“The bigger context is that up until pretty recently, only three solar arrays have been done on landfills in Vermont, and they’ve been much larger projects than what we’ve been discussing,” said Meima. “So the precedent up until this point for the way the leases looked and the way the insurance was handled, the way liability has been dealt with and so forth, has just been these few really, really big projects. But what we’ve learned, based on the leases that have been signed for those projects, is that our lease needs to be updated with some language that deals with insurance, liability, and indemnification that’s not there now.”
Meima first proposed a feasibility study on a solar array on Dover’s capped landfill in August. In October, he asked the board to enter into lease option agreement negotiations with Green Lantern, which the board agreed to. In December, Meima said the feasibility study had been completed and that Green Lantern had found the site suitable for a 150 kW array. He requested that the board go into lease negotiations with Green Lantern, which the board agreed to.

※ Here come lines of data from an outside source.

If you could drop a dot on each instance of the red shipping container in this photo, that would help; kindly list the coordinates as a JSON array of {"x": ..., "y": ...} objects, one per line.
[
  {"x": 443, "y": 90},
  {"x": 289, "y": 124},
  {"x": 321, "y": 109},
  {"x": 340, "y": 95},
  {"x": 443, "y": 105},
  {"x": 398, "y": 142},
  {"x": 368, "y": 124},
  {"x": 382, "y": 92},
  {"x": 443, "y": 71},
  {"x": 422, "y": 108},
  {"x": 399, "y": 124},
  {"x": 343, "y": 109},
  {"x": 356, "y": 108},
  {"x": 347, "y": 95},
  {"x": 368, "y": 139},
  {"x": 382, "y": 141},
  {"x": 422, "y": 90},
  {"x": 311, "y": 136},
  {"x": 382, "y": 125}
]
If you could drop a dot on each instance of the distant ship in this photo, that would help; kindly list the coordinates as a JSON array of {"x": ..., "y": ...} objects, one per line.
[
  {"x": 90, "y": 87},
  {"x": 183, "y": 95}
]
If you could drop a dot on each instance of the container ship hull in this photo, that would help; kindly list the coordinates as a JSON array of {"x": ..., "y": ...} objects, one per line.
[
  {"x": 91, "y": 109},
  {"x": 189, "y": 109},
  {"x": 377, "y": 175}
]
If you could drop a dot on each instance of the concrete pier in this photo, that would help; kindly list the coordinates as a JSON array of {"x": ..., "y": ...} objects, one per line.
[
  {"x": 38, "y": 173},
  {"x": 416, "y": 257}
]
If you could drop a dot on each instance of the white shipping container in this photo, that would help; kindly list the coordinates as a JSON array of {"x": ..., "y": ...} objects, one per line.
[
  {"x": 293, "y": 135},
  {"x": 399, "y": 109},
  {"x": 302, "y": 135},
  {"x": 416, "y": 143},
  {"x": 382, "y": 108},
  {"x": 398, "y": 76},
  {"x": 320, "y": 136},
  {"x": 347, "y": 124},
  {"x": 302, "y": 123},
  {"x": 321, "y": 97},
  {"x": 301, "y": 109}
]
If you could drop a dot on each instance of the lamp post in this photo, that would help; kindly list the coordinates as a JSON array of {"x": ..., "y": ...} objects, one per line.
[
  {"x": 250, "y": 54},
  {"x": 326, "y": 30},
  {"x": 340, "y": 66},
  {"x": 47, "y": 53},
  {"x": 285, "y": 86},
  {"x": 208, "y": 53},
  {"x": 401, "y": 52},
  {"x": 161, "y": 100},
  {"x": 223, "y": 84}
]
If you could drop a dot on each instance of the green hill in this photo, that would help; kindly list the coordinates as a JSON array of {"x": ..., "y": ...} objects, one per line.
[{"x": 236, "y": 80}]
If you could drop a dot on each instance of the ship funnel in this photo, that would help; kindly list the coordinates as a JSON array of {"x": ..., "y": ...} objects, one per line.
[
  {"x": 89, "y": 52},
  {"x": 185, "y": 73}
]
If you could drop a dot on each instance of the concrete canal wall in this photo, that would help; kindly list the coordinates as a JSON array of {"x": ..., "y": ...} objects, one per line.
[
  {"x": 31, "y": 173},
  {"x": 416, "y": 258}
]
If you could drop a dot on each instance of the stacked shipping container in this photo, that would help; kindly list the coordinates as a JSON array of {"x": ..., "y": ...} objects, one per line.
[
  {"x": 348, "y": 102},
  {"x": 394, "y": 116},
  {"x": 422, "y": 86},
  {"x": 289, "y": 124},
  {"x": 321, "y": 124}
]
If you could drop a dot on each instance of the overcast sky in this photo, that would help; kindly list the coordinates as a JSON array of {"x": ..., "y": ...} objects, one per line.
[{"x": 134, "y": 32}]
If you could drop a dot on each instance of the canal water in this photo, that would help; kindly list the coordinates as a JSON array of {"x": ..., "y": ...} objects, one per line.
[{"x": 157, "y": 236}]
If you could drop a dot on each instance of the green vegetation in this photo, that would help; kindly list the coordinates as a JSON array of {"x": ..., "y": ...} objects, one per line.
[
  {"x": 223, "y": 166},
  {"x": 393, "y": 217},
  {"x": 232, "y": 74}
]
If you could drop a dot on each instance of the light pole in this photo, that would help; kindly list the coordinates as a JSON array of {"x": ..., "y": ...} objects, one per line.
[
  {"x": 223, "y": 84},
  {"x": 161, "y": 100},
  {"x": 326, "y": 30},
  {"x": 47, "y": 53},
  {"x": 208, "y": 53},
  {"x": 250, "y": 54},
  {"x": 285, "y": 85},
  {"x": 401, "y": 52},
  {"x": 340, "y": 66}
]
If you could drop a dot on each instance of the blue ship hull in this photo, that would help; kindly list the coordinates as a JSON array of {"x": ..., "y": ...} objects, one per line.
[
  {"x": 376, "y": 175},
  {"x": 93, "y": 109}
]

But in January, after hearing concerns from Wayne Estey, a resident who is also the town’s zoning administrator, the board got cold feet and decided to put an RFP out for use of the site.
Two weeks later, the board reneged on the RFP, with chair Josh Cohen saying the board had failed to realize the town had already signed an exclusivity option with Green Lantern.
On Tuesday, Cohen said he was waiting to hear back from the town’s attorney about the lease agreement between Dover and Green Lantern, but Meima said it may be best to wait.
“We will need to pull it back and work on it,” said Meima. “At the moment, we have a project underway on the Cambridge landfill and we’ve beefed up the lease for them, and it’s now going by their selectboard and their town attorney, and some bankers are looking at it. So we figure the best thing to do is to wait and see what comes out of that and bring the results to you.”